Background
Critically ill patients frequently experience stress-induced hyperglycaemia, leading to increased morbidity and mortality. Glycaemic control (GC) with insulin therapy alone has proven difficult, due to significant inter- and intra- patient variability in response to insulin therapy. This study reviews the problem and analyses the impact of physiological dynamics and patient variability on outcome glycemia.
Methods
A graphical model of metabolic dynamics is used to analyse the impact of fundamental glucose flux dynamics on insulin and nutrition administration in the context of maintaining a glycemic goal. It is used to delineate the limits of ability in controlling insulin and/or nutrition administration to achieve safe, effective glycemic control in critical illness in the presence of low insulin sensitivity and high insulin sensitivity variability.
Results
Insulin saturation limits insulin-mediated glucose uptake.

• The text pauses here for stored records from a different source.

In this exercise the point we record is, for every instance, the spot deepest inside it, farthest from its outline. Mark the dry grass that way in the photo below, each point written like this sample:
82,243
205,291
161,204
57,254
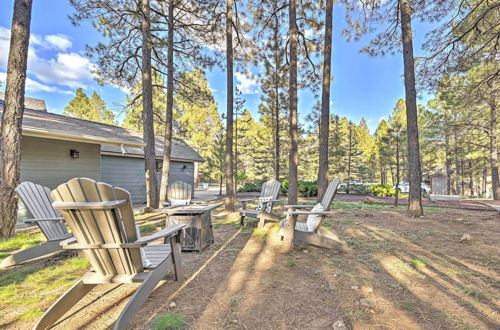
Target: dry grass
403,273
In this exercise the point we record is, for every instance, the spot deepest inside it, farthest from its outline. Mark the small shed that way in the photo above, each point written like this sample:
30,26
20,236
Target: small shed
124,167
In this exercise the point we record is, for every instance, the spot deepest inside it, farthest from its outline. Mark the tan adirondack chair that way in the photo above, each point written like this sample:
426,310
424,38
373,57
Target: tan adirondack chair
265,203
310,232
37,200
179,193
102,221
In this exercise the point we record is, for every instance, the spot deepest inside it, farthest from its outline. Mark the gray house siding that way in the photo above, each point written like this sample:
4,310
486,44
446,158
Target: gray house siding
47,162
128,173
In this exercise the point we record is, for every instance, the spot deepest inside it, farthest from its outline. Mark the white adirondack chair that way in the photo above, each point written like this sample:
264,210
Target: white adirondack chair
265,203
37,200
179,193
102,220
310,232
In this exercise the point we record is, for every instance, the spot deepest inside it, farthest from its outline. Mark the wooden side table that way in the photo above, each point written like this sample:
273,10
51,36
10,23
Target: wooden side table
198,232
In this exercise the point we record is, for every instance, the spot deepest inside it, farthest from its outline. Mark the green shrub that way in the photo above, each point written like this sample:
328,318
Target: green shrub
170,321
251,186
305,188
381,190
355,189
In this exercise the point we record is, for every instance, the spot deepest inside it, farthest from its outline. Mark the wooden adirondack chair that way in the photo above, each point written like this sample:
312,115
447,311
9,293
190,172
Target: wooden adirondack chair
178,193
102,221
268,197
37,200
310,232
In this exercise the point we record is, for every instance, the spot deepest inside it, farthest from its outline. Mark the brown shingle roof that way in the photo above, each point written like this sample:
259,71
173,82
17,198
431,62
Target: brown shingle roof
50,125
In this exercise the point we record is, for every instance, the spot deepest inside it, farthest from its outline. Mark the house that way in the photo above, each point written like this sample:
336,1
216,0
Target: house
56,148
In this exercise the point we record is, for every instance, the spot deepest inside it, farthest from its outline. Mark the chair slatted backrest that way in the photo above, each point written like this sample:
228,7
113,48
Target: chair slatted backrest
179,190
330,192
271,189
315,221
101,225
37,200
269,192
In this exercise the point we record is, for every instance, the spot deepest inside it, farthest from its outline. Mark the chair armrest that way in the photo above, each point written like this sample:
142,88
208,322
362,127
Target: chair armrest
246,200
308,213
72,244
167,232
58,219
109,205
301,206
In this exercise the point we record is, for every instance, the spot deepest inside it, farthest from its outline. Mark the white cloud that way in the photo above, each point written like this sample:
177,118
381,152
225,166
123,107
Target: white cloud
59,41
35,86
246,84
67,69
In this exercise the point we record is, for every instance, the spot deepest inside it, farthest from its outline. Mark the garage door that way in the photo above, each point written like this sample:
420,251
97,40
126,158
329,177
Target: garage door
128,173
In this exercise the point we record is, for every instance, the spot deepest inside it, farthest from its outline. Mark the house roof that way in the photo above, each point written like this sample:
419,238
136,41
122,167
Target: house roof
29,103
40,123
181,151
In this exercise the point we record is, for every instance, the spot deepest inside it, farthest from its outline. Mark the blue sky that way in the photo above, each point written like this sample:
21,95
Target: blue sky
363,86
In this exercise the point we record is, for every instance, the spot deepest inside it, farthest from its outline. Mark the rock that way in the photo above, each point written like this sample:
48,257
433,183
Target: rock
371,200
368,303
366,290
466,238
339,325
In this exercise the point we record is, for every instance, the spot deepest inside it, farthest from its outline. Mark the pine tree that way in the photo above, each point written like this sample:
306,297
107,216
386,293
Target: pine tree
12,116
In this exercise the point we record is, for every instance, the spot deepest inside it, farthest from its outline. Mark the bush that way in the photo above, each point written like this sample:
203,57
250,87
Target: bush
355,189
383,190
251,186
305,188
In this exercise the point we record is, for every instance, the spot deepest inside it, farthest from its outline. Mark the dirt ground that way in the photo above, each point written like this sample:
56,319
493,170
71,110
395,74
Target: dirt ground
402,273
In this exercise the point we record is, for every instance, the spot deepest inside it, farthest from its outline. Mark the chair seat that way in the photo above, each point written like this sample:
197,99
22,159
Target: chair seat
300,226
157,253
249,213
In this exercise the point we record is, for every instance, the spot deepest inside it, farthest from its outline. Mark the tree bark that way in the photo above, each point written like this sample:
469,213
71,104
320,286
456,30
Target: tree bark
277,104
229,124
414,168
325,103
495,180
349,160
396,199
12,117
147,110
293,120
448,159
167,144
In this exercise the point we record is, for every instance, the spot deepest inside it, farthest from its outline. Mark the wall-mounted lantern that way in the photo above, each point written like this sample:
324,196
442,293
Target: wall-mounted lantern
74,153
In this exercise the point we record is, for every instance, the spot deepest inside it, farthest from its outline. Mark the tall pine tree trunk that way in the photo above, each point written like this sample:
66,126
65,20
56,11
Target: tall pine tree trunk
396,199
229,125
448,160
277,104
414,169
495,180
293,120
167,145
325,103
10,132
293,116
147,110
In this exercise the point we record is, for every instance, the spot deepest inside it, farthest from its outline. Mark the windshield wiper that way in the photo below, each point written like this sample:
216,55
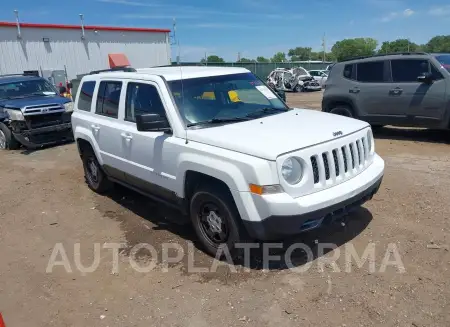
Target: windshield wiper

At low insulin sensitivity, maintaining a glycemic target level requires reduced nutrition administration due to saturated insulin-mediated glucose uptake. Metabolic insulin sensitivity variability leads to insulin-mediated glucose uptake variability, requiring reduced nutrition administration at low insulin sensitivity and higher insulin doses to mitigate the risk of hypo- and hyper- glycemia.
Conclusions
This work reviews the clinical glycemic control problem using a graphically-based physiological analysis to show the need to control nutrition administration, along with insulin, to achieve safe, effective control. These reductions are necessary for highly insulin resistant patients, a condition typically occurring early in ICU stay. Glycemic control should directly control nutrition in addition to insulin to optimise all avenues of glucose flux and thus ensure safe, effective glycemic control.